Es ist nun gut ein Jahr her, dass wir mit Anita das letzte Sylvester feiern durften. Damals stellte sich für uns die Frage, was das Jahr 2009 bringen würde. Viele wussten es nicht so recht, wir gingen also mit Spannung und Neugier in ein neues Jahr. Auch Anitas Weg war ihr noch nicht bekannt. Sie wollte die Bibelschule beenden und war gespannt, was Gott für sie vorbereitet hat. Niemand hätte je ahnen können, dass dies unser letztes Sylvester mit ihr sein sollte.

Es war eine wirklich schöne Feier, wir haben viel Spaß mit Anita gehabt. Ihre Lebensfreude war so mitreisend und ihr lachen hat uns immer angesteckt. Sie war in allem so selbstlos und doch voller Zufriedenheit und Freude.

Schon nach wenigen Tagen im neuen Jahr merkten wir, dass dieses kein einfaches werden würde. Mein Mann wurde mit einer schweren Lähmung ins Krankenhaus eingeliefert und verbrachte anschließend über 6 Monate in der Reha-Klinik. Anita war in dieser schweren Zeit für uns beide da. Sie hat uns einige Male in der Klinik besucht, wir erhielten Karten, Anrufe, regelmäßig, ermutigende SMS und sie sprach viele Gebete für uns und mit uns. Das war für uns beide so tragend und tröstend. Doch genau so haben wir Anita unsere ganze Freundschaft über erlebt: Sie war da,…sie war so oft für uns da.

Die Nachricht über ihren Tod hat uns den Boden unter Füßen weggerissen. Es war ein tiefer, stechender Schmerz, der bis heute anhält. Wir begreifen es immer noch nicht und noch immer können wir es nicht glauben, das etwas dermaßen schreckliches, einem solch liebevollen Menschen passieren musste. Immer noch gibt es so viele Fragen, die sich nicht beantworten wollen.
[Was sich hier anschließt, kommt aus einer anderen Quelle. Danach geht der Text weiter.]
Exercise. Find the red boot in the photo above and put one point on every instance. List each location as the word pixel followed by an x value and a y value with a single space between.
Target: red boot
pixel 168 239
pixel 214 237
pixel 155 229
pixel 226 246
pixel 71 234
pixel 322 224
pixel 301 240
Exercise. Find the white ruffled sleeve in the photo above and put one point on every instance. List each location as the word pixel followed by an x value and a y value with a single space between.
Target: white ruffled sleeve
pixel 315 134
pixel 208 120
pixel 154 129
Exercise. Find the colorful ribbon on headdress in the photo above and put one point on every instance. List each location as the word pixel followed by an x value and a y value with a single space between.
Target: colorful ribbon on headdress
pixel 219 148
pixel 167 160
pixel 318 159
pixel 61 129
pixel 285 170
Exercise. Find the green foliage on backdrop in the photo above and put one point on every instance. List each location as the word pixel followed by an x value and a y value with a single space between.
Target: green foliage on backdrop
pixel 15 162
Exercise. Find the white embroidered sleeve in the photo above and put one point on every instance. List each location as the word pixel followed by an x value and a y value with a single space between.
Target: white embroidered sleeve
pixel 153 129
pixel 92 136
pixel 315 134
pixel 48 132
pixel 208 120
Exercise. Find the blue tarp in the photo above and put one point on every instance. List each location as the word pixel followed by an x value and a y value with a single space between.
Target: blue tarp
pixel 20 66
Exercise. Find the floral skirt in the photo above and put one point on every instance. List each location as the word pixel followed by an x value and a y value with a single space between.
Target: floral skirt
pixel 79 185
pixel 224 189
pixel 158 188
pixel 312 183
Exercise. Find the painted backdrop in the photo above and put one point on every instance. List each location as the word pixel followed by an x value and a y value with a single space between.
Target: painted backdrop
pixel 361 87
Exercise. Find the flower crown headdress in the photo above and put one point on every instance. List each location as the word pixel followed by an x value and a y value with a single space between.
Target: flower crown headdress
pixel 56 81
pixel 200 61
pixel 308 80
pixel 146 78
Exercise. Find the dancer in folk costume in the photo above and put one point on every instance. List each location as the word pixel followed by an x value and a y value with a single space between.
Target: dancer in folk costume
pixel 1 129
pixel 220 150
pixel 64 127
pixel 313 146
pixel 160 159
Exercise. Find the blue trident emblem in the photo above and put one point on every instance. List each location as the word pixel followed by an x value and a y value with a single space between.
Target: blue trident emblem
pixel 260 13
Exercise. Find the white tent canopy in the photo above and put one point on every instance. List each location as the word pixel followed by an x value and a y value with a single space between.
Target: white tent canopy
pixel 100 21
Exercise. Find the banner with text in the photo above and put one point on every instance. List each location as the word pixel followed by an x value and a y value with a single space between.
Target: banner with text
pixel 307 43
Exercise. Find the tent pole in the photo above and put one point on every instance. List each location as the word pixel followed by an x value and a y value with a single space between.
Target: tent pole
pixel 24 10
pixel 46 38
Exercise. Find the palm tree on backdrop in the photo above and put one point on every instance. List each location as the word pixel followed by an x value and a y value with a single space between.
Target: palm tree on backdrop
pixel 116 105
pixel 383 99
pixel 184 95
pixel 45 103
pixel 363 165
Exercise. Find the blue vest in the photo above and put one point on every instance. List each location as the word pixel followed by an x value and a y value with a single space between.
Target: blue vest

Gott hat uns eine Freundin geschenkt, die uns so viel durch ihre Worte und vor allem Taten gelehrt hat. Sie war ein Geschenk des Himmels. Und obwohl sie nicht mehr unter uns ist, lebt sie in unseren Herzen weiter, wenn wir das leben, was sie gelebt hat. Sie war, ist und bleibt ein Vorbild.

Gott hat das Leben von Anita und Rita auf dieser Erde beendet, doch wir wissen, dass sie leben und wir uns schon bald wieder sehen werden und wer weiß, vielleicht schon in diesem Jahr.